Há ainda ações que tratam do uso da máquina pela campanha do ex-presidente às vésperas do pleito. São citados fatos como a liberação de parcela extra do auxílio de R$ 1.000 para caminhoneiros e taxistas, a confecção de milhões de cartões do Auxílio Brasil e o desvirtuamento de agendas oficiais, como a da comemoração do bicentenário da Independência do Brasil e a viagem para o funeral da rainha Elizabeth 2ª.

*Qual dessas ações está em estágio mais avançado?*

Das ações que tramitam no TSE, a mais avançada é uma apresentada pelo PDT. Ela aponta que Bolsonaro usou a estrutura do Palácio da Alvorada para a reunião com embaixadores em julho do ano passado na qual atacou a integridade do sistema eleitoral.

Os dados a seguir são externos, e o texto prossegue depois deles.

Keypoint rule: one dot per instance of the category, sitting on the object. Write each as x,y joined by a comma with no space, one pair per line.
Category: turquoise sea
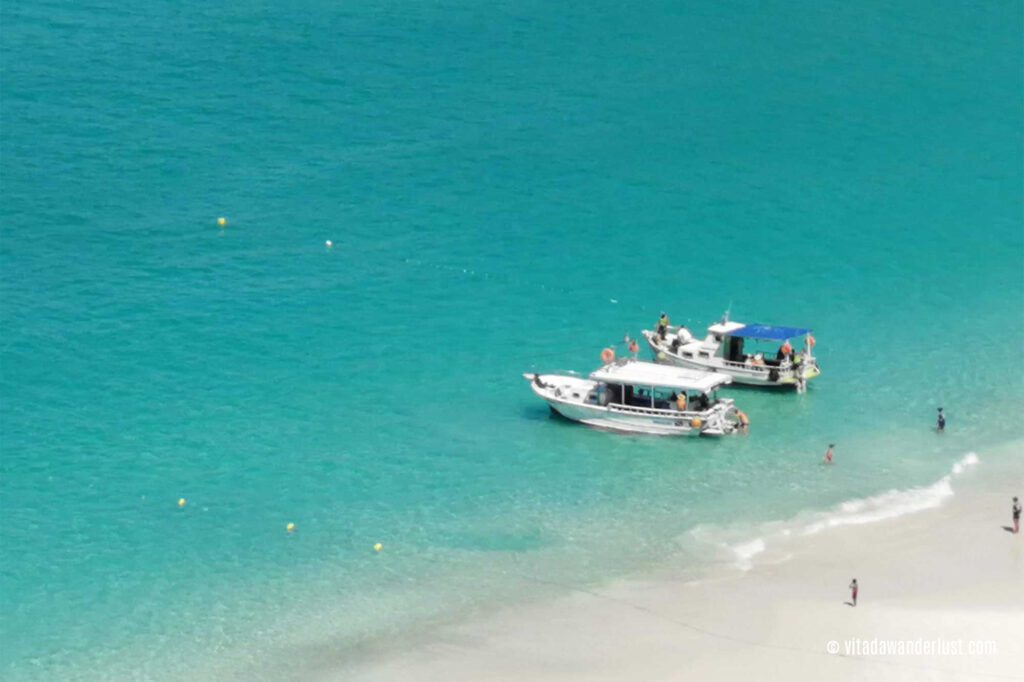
508,186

Na ocasião, o ex-presidente colocou em xeque a lisura das urnas com base em afirmações já desmentidas. O PDT aponta suposta prática de abuso de poder político e de uso indevido dos meios de comunicação. O trâmite rápido da ação se deve ao foco único e à necessidade reduzida de produção de provas, uma vez que a reunião foi filmada e transmitida em canais oficiais.

*O que afirma a defesa do ex-presidente?*

Uma das linhas da defesa de Bolsonaro foi sustentar que as falas do evento foram feitas enquanto chefe de Estado e como ato de governo, tendo o objetivo de "dissipar dúvidas sobre a transparência do processo eleitoral". Além disso, seus advogados alegam que o público-alvo do evento não eram eleitores, mas pessoas sem cidadania brasileira.

*Se Bolsonaro for declarado inelegível, sua candidatura será automaticamente cassada?*

Não. Ele pode pedir o registro da candidatura, que será analisada pelo TSE. Em 2018, por exemplo, o atual presidente Luiz Inácio Lula da Silva (PT) pediu o registro da candidatura mesmo estando preso em Curitiba. O registro foi alvo de 16 contestações de adversários e da Procuradoria-Geral Eleitoral e acabou sendo barrado pelo tribunal a pouco mais de um mês do primeiro turno.

*O fato de Bolsonaro estar fora do país, nos EUA, muda algo no julgamento dos casos?*

Não. Os casos seguem em tramitação, com manifestações feitas pela defesa do presidente.